Шрифт:
Интервал:
Закладка:
Мысль о браке пугала, однако он обдумал ее всесторонне. У нее хорошие задатки: практичная, способная, не причинит ему зла. Женщина, проматывающая мужнины деньги, рано или поздно — по утверждению всех психиатров — кастрирует его. В житейском плане — он с увлечением отдался практическим мыслям — беспорядочность и одиночество холостой жизни были ему невмоготу. Он любил свежие сорочки, выглаженные носовые платки, своевременные набойки — все это было глубоко безразлично Маделин. Тете Тамаре хочется выдать Рамону замуж. У старушки в памяти наверняка застряло несколько слов на идише — шидах, тахлис (Сватовство, цель). Он заделается патриархом, как написано на роду всем Герцогам. Семьянин, отец, продолжатель жизни, посредник между прошлым и будущим, орудие таинственного творения, — сейчас это не котируется. Чтобы отцы вышли из употребления?! Разве что у мужеподобных женщин, у презренных и жалких синих чулков. (Как укрепляют практические мысли!) Он знал, что Рамона дорожит его учеными занятиями, книгами и статьями в энциклопедии, его докторской степенью, Чикагским университетом и очень не прочь стать фрау профессор Герцог. Развлекая себя, он вообразил, как они являются на фрачные приемы в отель «Пьер»: Рамона в длинных перчатках, волнующими верхами голоса она представляет его: «Мой муж, профессор Герцог». И он сам другой человек, Мозес, он излучает благополучие, до краев исполнен достоинства, приветлив со всеми без исключения.
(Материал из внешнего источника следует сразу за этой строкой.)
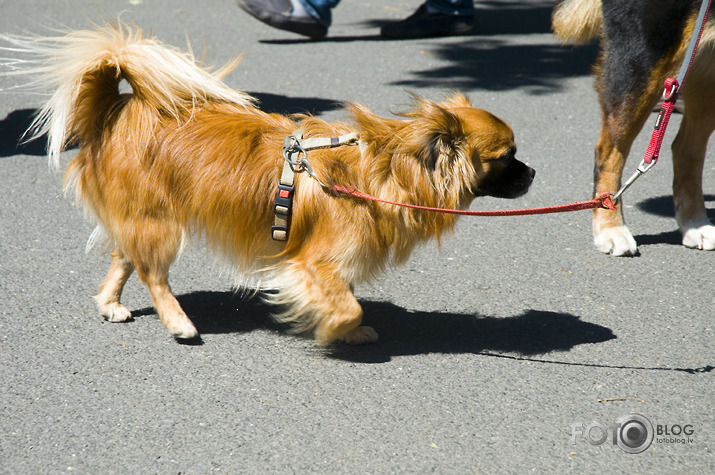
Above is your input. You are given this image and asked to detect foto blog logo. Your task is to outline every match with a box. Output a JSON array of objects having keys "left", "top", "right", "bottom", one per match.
[
  {"left": 571, "top": 413, "right": 655, "bottom": 454},
  {"left": 571, "top": 412, "right": 695, "bottom": 454}
]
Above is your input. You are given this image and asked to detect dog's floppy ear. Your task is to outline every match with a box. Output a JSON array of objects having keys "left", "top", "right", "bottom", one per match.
[{"left": 405, "top": 96, "right": 465, "bottom": 171}]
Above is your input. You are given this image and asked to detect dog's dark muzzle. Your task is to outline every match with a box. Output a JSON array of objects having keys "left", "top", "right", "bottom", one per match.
[{"left": 474, "top": 160, "right": 536, "bottom": 198}]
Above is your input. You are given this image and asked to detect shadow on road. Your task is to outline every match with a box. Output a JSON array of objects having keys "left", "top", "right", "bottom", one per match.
[
  {"left": 132, "top": 291, "right": 616, "bottom": 363},
  {"left": 0, "top": 109, "right": 47, "bottom": 157}
]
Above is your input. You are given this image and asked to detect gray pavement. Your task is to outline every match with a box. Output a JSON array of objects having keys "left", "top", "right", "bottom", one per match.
[{"left": 0, "top": 0, "right": 715, "bottom": 474}]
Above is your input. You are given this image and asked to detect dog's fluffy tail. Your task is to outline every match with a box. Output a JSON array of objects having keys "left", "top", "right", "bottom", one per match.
[
  {"left": 551, "top": 0, "right": 603, "bottom": 44},
  {"left": 2, "top": 21, "right": 254, "bottom": 168}
]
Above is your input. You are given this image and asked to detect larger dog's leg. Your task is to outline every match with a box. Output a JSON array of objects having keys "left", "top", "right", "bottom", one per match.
[
  {"left": 593, "top": 0, "right": 692, "bottom": 256},
  {"left": 673, "top": 67, "right": 715, "bottom": 251},
  {"left": 593, "top": 94, "right": 657, "bottom": 256}
]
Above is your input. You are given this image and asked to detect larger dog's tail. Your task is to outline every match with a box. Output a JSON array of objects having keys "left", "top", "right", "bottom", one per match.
[
  {"left": 551, "top": 0, "right": 603, "bottom": 43},
  {"left": 3, "top": 22, "right": 254, "bottom": 168}
]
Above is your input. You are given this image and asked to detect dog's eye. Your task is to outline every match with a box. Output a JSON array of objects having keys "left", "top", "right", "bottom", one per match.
[{"left": 500, "top": 147, "right": 516, "bottom": 163}]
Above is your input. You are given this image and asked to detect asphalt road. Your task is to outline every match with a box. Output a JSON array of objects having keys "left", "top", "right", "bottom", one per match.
[{"left": 0, "top": 0, "right": 715, "bottom": 474}]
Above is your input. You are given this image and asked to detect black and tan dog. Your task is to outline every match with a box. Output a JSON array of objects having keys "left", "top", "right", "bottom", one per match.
[{"left": 553, "top": 0, "right": 715, "bottom": 256}]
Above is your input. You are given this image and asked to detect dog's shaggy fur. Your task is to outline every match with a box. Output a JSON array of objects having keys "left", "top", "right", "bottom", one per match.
[
  {"left": 553, "top": 0, "right": 715, "bottom": 256},
  {"left": 6, "top": 24, "right": 534, "bottom": 344}
]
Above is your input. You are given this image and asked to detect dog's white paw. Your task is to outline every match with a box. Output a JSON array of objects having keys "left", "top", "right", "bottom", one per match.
[
  {"left": 593, "top": 225, "right": 638, "bottom": 256},
  {"left": 164, "top": 316, "right": 199, "bottom": 340},
  {"left": 682, "top": 221, "right": 715, "bottom": 251},
  {"left": 99, "top": 302, "right": 132, "bottom": 323},
  {"left": 340, "top": 327, "right": 379, "bottom": 345}
]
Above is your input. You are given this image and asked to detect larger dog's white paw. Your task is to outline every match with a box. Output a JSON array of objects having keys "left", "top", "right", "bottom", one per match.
[
  {"left": 593, "top": 225, "right": 638, "bottom": 256},
  {"left": 682, "top": 220, "right": 715, "bottom": 251},
  {"left": 97, "top": 302, "right": 132, "bottom": 323},
  {"left": 340, "top": 326, "right": 379, "bottom": 345}
]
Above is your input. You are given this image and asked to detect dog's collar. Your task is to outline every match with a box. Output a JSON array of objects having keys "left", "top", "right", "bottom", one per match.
[{"left": 271, "top": 129, "right": 358, "bottom": 241}]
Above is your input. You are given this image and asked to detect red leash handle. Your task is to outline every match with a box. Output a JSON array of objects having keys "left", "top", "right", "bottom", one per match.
[{"left": 328, "top": 185, "right": 616, "bottom": 216}]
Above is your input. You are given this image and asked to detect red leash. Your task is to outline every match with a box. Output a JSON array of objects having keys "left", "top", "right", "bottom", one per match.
[
  {"left": 613, "top": 0, "right": 712, "bottom": 201},
  {"left": 328, "top": 185, "right": 616, "bottom": 216}
]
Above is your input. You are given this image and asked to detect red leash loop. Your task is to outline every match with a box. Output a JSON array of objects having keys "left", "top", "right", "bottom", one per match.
[
  {"left": 328, "top": 185, "right": 616, "bottom": 216},
  {"left": 643, "top": 78, "right": 680, "bottom": 165}
]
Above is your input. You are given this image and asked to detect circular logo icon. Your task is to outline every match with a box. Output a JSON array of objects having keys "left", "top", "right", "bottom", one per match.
[{"left": 616, "top": 412, "right": 653, "bottom": 454}]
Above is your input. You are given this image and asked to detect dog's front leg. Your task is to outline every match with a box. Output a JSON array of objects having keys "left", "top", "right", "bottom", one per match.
[
  {"left": 271, "top": 257, "right": 378, "bottom": 345},
  {"left": 673, "top": 77, "right": 715, "bottom": 251},
  {"left": 593, "top": 119, "right": 637, "bottom": 256},
  {"left": 94, "top": 249, "right": 134, "bottom": 322}
]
Поправляет волосы на затылке. Отменную они составляют парочку, она со своими бзиками, он — со своими! Рамона отыграется за всех, кто нагадил ей в жизни. А он? Он тоже взыщет со своих врагов, йимах шмо! Да сотрутся их имена! Они поставили тенета на моих путях. Вырыли яму впереди меня. Сокруши, Господи, зубы в их ртах!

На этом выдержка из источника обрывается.